A fondamento della propria domanda, al fine di provare la condotta dei propri dipendenti, il ricorrente allegava delle email private dei lavoratori, presenti nel sistema informatico aziendale.

In primo grado, il ricorso dell'azienda veniva in parte accolto, avendo il Tribunale di Milano accertato condotte poste in essere dai dipendenti che davano luogo alla fattispecie della concorrenza sleale ex art. 2598 e 2043 c.c. e della violazione dei doveri di diligenza e fedeltà ex artt. 2104 e 2105 c.c.. Condannava, quindi, i dipendenti al risarcimento del danno in misura pari alle retribuzioni ricevute nell'ultima fase dei rapporti di lavoro, comprensive delle competenze di fine rapporto.

La pronuncia veniva riformata dalla Corte d'appello che aveva ritenuto inutilizzabili le predette e-mail, in quanto recuperate dal datore di lavoro attraverso un accesso ad account privati di posta del lavoratore, coperti da password, benché inseriti sul server aziendale. Tale ultima condotta avrebbe comportato la violazione del diritto di “vita privata” e di “corrispondenza”.

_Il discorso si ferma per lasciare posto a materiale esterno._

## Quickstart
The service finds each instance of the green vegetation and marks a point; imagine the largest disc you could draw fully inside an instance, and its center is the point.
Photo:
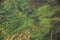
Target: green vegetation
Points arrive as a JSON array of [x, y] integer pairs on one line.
[[19, 16]]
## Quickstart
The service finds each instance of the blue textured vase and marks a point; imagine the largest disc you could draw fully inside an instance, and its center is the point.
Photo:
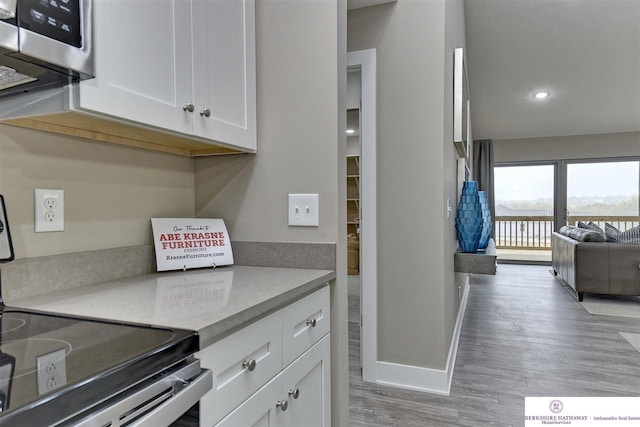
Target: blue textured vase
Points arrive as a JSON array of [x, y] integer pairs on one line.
[[469, 221], [487, 224]]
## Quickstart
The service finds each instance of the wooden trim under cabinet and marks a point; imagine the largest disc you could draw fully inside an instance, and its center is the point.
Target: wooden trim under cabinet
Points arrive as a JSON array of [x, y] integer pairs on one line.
[[96, 128]]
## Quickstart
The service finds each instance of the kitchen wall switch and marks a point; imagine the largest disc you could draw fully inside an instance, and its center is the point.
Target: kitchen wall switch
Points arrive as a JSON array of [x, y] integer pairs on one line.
[[303, 210], [49, 210]]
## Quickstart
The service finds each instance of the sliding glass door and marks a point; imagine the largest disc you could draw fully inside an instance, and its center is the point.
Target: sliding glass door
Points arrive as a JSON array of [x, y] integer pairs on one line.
[[603, 192], [524, 211], [533, 200]]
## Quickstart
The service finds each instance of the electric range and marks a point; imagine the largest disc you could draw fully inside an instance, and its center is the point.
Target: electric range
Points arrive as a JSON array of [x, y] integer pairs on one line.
[[58, 370]]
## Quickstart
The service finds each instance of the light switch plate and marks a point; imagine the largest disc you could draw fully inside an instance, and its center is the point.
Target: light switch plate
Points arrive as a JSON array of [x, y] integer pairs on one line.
[[303, 210]]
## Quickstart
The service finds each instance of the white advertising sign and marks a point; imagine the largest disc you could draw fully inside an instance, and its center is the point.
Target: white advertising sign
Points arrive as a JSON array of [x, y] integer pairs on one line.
[[185, 243]]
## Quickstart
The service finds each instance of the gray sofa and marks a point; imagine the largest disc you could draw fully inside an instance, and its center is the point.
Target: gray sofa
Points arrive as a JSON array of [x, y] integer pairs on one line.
[[597, 267]]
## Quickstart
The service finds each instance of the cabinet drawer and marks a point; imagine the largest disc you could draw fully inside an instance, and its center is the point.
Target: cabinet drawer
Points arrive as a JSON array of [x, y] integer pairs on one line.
[[304, 323], [241, 363]]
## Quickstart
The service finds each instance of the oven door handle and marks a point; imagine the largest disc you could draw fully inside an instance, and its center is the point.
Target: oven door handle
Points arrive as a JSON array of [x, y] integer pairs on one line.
[[159, 403]]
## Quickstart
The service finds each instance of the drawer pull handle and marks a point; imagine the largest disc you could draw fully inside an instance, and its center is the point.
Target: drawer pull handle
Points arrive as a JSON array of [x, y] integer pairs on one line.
[[282, 404], [295, 393], [249, 365]]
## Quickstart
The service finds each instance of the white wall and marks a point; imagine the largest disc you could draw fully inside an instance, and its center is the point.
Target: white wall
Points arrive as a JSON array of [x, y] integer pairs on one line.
[[417, 292], [110, 192]]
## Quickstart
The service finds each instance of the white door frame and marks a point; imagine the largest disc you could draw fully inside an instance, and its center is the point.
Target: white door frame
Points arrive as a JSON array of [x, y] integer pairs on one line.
[[365, 60]]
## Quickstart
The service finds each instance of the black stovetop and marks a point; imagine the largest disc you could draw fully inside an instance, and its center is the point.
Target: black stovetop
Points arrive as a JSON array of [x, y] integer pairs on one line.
[[53, 362]]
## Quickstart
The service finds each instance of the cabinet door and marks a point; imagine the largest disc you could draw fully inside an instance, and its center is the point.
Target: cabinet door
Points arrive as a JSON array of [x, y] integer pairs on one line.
[[309, 378], [143, 63], [224, 71], [304, 323], [241, 363], [259, 410]]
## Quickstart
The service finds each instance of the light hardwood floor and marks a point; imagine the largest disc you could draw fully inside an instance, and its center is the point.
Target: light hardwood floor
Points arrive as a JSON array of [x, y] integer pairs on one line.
[[523, 335]]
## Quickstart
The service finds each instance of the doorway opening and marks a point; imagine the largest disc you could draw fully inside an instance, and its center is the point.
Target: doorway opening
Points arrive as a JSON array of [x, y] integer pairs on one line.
[[362, 211]]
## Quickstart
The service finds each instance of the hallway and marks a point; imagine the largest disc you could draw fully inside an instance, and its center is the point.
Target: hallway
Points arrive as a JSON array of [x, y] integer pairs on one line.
[[523, 335]]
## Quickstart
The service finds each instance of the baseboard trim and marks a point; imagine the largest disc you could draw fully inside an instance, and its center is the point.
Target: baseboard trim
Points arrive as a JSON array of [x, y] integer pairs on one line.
[[428, 380]]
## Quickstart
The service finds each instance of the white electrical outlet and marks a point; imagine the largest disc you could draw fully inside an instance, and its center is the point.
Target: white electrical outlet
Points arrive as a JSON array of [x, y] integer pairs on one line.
[[49, 210], [51, 371], [303, 210]]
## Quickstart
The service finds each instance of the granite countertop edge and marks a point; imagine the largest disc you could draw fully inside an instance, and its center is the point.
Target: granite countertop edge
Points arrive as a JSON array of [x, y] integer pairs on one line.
[[210, 328], [230, 324]]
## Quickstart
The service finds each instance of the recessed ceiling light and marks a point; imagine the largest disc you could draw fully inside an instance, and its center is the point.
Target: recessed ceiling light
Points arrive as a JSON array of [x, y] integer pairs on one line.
[[541, 95]]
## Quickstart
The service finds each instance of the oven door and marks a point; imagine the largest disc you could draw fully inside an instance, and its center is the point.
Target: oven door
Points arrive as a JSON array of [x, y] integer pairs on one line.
[[156, 402]]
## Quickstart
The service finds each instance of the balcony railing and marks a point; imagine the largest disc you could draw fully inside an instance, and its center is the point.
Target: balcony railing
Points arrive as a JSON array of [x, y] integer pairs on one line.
[[534, 232]]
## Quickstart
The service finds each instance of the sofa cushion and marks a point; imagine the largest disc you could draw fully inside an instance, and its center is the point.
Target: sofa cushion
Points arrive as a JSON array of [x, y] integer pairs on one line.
[[581, 234], [611, 233], [591, 226], [630, 236]]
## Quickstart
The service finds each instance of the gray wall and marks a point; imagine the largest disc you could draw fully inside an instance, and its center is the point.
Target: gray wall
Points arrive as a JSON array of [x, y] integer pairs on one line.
[[567, 147], [417, 291], [110, 192]]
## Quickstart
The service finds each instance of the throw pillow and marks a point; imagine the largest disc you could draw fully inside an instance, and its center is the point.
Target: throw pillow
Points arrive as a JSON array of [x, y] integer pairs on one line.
[[630, 236], [581, 234], [590, 226], [611, 233]]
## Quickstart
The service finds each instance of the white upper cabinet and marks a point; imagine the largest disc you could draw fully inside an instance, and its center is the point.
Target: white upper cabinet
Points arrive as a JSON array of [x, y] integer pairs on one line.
[[224, 70], [177, 65]]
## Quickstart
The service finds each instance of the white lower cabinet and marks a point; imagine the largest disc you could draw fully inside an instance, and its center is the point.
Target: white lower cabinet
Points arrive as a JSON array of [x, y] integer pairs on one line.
[[274, 372], [300, 396]]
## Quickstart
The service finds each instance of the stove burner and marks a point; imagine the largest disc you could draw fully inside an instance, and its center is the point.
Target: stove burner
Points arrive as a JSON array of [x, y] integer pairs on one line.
[[10, 324]]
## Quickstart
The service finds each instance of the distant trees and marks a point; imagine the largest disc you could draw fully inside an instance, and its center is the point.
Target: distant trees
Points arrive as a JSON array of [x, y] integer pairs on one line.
[[606, 206]]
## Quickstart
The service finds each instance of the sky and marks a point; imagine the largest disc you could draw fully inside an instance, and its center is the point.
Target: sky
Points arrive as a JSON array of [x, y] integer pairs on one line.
[[585, 179]]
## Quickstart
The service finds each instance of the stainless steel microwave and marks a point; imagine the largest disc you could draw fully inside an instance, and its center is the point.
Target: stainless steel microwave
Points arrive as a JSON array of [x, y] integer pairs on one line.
[[44, 43]]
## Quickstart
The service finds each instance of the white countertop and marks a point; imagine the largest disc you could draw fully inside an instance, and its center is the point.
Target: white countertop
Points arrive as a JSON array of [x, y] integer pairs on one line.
[[212, 302]]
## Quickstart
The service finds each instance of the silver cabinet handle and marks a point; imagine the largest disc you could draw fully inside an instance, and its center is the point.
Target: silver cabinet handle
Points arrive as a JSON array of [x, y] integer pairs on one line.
[[249, 365], [295, 393]]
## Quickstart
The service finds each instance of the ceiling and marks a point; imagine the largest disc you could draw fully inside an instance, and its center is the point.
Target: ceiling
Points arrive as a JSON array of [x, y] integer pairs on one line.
[[586, 53]]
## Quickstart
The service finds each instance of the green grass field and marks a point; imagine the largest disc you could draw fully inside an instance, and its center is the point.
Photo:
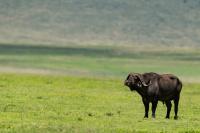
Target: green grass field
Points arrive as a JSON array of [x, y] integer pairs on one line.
[[80, 89], [34, 103]]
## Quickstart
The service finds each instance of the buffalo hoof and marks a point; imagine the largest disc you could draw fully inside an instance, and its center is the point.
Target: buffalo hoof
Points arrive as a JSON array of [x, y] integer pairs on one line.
[[167, 117], [145, 116], [175, 117]]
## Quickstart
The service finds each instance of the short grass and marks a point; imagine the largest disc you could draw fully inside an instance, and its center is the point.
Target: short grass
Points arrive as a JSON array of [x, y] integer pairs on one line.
[[35, 103]]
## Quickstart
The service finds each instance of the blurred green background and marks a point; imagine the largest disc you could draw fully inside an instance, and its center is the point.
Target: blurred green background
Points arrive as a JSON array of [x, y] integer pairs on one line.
[[100, 38]]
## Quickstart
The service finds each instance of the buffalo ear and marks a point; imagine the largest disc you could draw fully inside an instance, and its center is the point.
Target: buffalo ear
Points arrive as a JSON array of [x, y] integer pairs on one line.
[[141, 79]]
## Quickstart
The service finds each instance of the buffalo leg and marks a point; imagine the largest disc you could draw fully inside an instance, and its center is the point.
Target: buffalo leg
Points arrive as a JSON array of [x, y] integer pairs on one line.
[[176, 101], [154, 105], [169, 105], [146, 105]]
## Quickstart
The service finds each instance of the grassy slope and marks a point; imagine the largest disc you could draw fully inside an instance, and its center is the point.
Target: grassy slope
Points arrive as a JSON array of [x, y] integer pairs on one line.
[[68, 104], [172, 22], [100, 61]]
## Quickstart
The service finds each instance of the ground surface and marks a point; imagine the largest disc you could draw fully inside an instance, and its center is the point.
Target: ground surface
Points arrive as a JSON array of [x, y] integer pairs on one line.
[[80, 89]]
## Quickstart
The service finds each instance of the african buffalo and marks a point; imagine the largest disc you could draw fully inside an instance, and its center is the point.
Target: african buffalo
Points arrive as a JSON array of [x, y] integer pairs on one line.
[[154, 87]]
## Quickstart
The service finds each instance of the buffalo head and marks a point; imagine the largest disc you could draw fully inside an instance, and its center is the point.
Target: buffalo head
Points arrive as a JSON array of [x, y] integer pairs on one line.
[[135, 81]]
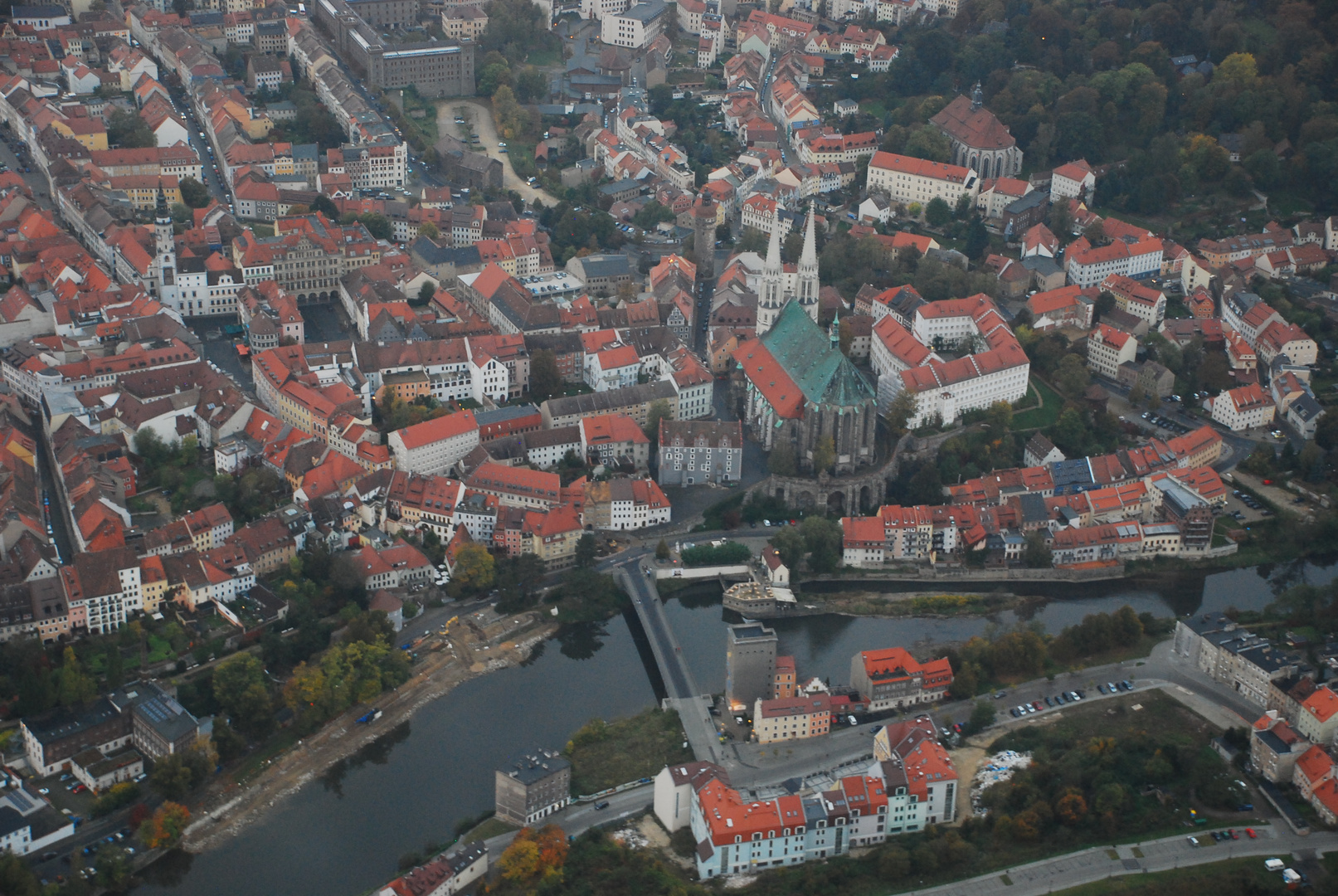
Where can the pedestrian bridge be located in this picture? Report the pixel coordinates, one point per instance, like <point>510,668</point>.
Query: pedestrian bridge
<point>680,688</point>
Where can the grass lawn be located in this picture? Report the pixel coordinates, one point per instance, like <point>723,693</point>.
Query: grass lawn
<point>494,826</point>
<point>1043,416</point>
<point>272,747</point>
<point>1227,876</point>
<point>605,754</point>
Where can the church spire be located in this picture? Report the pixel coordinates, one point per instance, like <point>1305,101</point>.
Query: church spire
<point>161,213</point>
<point>805,284</point>
<point>772,284</point>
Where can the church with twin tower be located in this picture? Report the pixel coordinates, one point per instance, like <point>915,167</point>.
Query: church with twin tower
<point>799,389</point>
<point>775,290</point>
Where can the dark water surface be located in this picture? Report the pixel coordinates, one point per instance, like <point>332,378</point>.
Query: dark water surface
<point>344,835</point>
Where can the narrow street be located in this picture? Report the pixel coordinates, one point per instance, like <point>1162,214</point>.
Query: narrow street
<point>479,115</point>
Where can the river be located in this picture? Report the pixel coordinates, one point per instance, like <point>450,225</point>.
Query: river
<point>344,835</point>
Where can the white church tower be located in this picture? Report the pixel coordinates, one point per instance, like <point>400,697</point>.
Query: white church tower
<point>772,297</point>
<point>165,261</point>
<point>805,282</point>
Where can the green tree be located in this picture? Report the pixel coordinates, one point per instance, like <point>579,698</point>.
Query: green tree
<point>982,716</point>
<point>657,411</point>
<point>894,863</point>
<point>377,225</point>
<point>1072,376</point>
<point>791,548</point>
<point>474,567</point>
<point>493,76</point>
<point>228,743</point>
<point>1036,554</point>
<point>240,689</point>
<point>545,377</point>
<point>586,551</point>
<point>938,213</point>
<point>825,455</point>
<point>823,539</point>
<point>899,412</point>
<point>193,192</point>
<point>324,205</point>
<point>532,85</point>
<point>76,686</point>
<point>129,131</point>
<point>781,461</point>
<point>172,777</point>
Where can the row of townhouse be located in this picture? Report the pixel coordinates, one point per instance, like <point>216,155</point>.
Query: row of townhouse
<point>910,784</point>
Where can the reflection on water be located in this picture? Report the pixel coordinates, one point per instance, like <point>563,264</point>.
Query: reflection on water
<point>582,640</point>
<point>169,871</point>
<point>416,786</point>
<point>377,753</point>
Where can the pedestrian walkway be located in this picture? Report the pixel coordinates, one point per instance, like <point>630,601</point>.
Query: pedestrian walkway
<point>1099,863</point>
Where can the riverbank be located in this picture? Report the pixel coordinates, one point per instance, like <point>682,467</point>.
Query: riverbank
<point>473,650</point>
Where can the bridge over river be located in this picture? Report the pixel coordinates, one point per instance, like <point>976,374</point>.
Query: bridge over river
<point>681,689</point>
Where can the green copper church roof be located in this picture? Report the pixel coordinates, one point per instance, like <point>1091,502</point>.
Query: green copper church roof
<point>805,353</point>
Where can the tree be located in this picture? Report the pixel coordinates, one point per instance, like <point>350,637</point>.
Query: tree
<point>657,411</point>
<point>474,567</point>
<point>76,686</point>
<point>545,377</point>
<point>377,225</point>
<point>781,461</point>
<point>327,207</point>
<point>1239,69</point>
<point>129,131</point>
<point>825,455</point>
<point>937,213</point>
<point>228,743</point>
<point>1072,376</point>
<point>166,825</point>
<point>894,863</point>
<point>532,85</point>
<point>791,548</point>
<point>1036,554</point>
<point>172,777</point>
<point>901,411</point>
<point>1061,221</point>
<point>193,192</point>
<point>586,551</point>
<point>1000,416</point>
<point>982,716</point>
<point>823,539</point>
<point>977,240</point>
<point>240,689</point>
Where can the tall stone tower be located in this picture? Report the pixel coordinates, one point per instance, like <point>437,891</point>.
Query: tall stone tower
<point>165,261</point>
<point>704,237</point>
<point>772,297</point>
<point>805,281</point>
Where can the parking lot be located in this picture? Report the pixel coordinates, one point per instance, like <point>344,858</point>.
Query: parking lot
<point>1243,507</point>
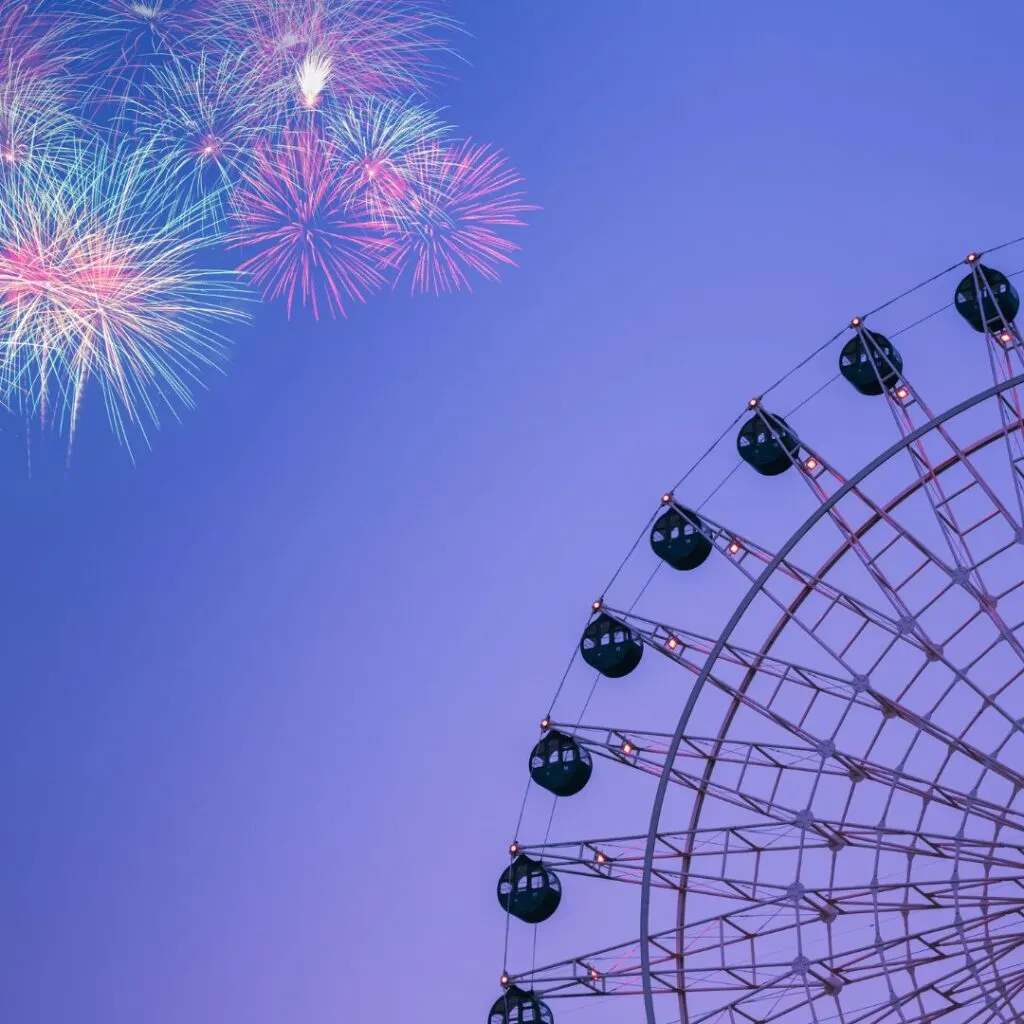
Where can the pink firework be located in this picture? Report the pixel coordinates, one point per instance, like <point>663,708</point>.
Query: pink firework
<point>460,198</point>
<point>311,52</point>
<point>291,211</point>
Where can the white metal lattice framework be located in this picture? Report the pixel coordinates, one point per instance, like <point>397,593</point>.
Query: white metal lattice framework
<point>853,842</point>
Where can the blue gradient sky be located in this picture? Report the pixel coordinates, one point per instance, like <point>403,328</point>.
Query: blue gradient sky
<point>268,693</point>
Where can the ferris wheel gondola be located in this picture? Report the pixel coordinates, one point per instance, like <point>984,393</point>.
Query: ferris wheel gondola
<point>852,842</point>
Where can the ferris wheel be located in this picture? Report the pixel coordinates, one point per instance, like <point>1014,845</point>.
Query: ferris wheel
<point>812,807</point>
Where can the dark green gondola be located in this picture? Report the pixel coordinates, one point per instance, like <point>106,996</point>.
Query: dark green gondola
<point>870,363</point>
<point>610,646</point>
<point>517,1007</point>
<point>678,539</point>
<point>528,891</point>
<point>999,301</point>
<point>560,765</point>
<point>766,442</point>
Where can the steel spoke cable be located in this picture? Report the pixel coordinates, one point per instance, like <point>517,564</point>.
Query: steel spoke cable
<point>632,551</point>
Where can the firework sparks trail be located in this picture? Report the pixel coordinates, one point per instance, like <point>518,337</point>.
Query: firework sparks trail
<point>307,50</point>
<point>134,133</point>
<point>450,217</point>
<point>130,40</point>
<point>32,40</point>
<point>98,287</point>
<point>201,117</point>
<point>291,209</point>
<point>37,122</point>
<point>373,137</point>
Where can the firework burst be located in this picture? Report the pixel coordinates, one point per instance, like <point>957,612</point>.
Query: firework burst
<point>373,139</point>
<point>130,39</point>
<point>291,212</point>
<point>201,119</point>
<point>309,52</point>
<point>450,221</point>
<point>99,290</point>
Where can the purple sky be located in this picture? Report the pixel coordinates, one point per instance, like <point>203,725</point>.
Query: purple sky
<point>269,693</point>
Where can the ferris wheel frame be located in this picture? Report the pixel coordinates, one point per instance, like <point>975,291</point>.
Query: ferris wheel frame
<point>819,513</point>
<point>614,640</point>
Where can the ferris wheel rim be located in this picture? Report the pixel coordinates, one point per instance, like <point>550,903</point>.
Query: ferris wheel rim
<point>700,796</point>
<point>756,588</point>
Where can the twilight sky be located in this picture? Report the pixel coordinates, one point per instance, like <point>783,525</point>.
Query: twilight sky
<point>269,692</point>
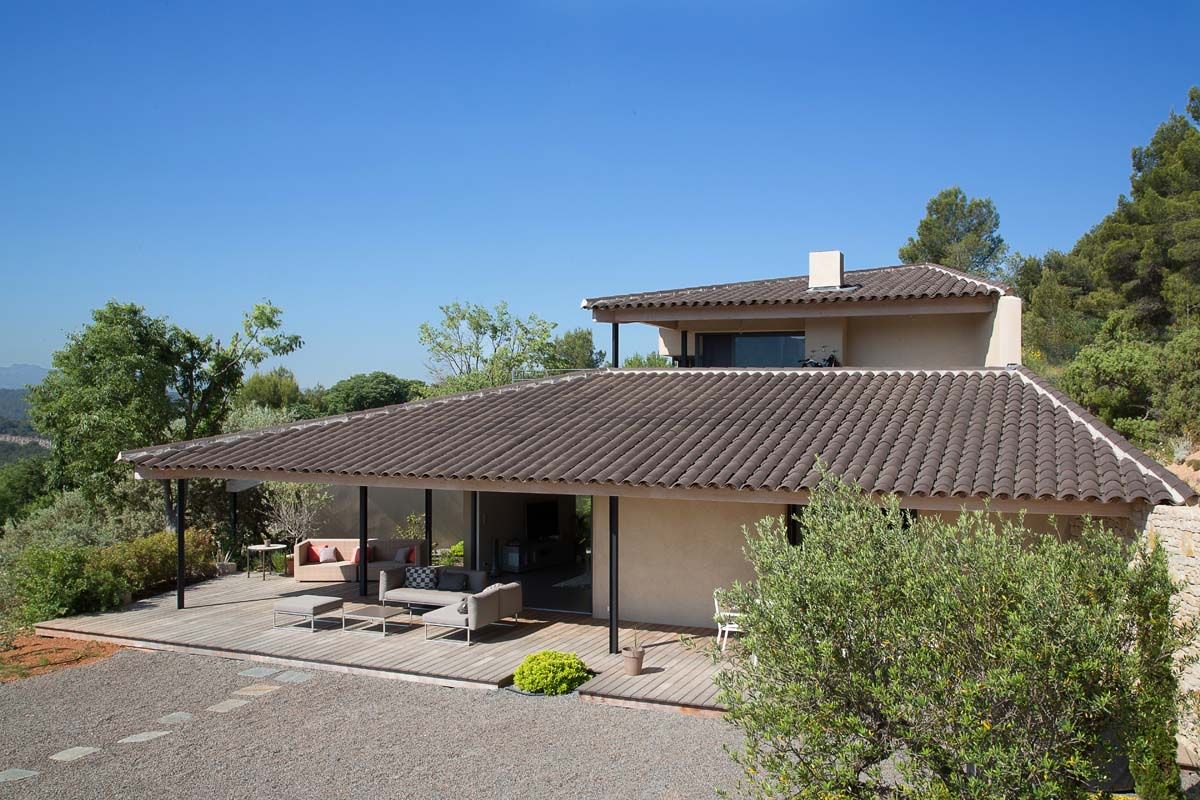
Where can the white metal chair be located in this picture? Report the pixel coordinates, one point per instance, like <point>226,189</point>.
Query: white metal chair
<point>726,620</point>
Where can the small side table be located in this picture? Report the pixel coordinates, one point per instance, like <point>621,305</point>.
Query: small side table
<point>262,549</point>
<point>371,615</point>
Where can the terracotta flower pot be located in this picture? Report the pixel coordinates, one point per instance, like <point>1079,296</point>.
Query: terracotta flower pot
<point>633,660</point>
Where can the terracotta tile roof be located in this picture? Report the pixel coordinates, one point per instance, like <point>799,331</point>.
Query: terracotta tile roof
<point>937,433</point>
<point>903,282</point>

L'art. 8 della Convenzione Europea e le nozioni di vita privata e corrispondenza

La norma principale posta alla base della decisione della Corte di Cassazione è l'art. 8 della Convenzione Europea dei diritti dell'uomo, che recita:

“1. Ogni persona ha diritto al rispetto della propria vita privata e familiare, del proprio domicilio e della propria corrispondenza.

2. Non può esservi ingerenza di una autorità pubblica nell'esercizio di tale diritto a meno che tale ingerenza sia prevista dalla legge e costituisca una misura che, in una società democratica, è necessaria alla sicurezza nazionale, alla pubblica sicurezza, al benessere economico del paese, alla difesa dell'ordine e alla prevenzione dei reati, alla protezione della salute o della morale, o alla protezione dei diritti e delle libertà altrui.”

La Cassazione, nel confermare la pronuncia della Corte d'Appello, rimarca che le comunicazioni dei dipendenti tramite l'account privato, anche se su pc aziendale, ricadono nelle nozioni di “vita privata” e di “corrispondenza” ex art. 8 anche se sono trasmesse dai locali aziendali.

Quanto alla nozione di "vita privata" in ambito professionale, si richiama la giurisprudenza europea, secondo cui le limitazioni alla vita professionale di una persona possono rientrare nell'art. 8 “se hanno ripercussioni sulle modalità con cui la stessa costruisce la sua identità sociale mediante lo sviluppo di rapporti con gli altri”. A tale riguardo la sentenza rileva che “per la maggior parte delle persone la vita lavorativa rappresenta una significativa, se non la più importante, possibilità di sviluppare rapporti con il mondo esterno.”

Quanto alla nozione di "corrispondenza", la Corte osserva che nella formulazione dell'art. 8 tale termine non è qualificato da un aggettivo, a differenza del termine "vita", pertanto la giurisprudenza ha ritenuto rientrare nella nozione di corrispondenza, ad esempio, anche le telefonate svolte presso i locali aziendali, o la corrispondenza con gli avvocati.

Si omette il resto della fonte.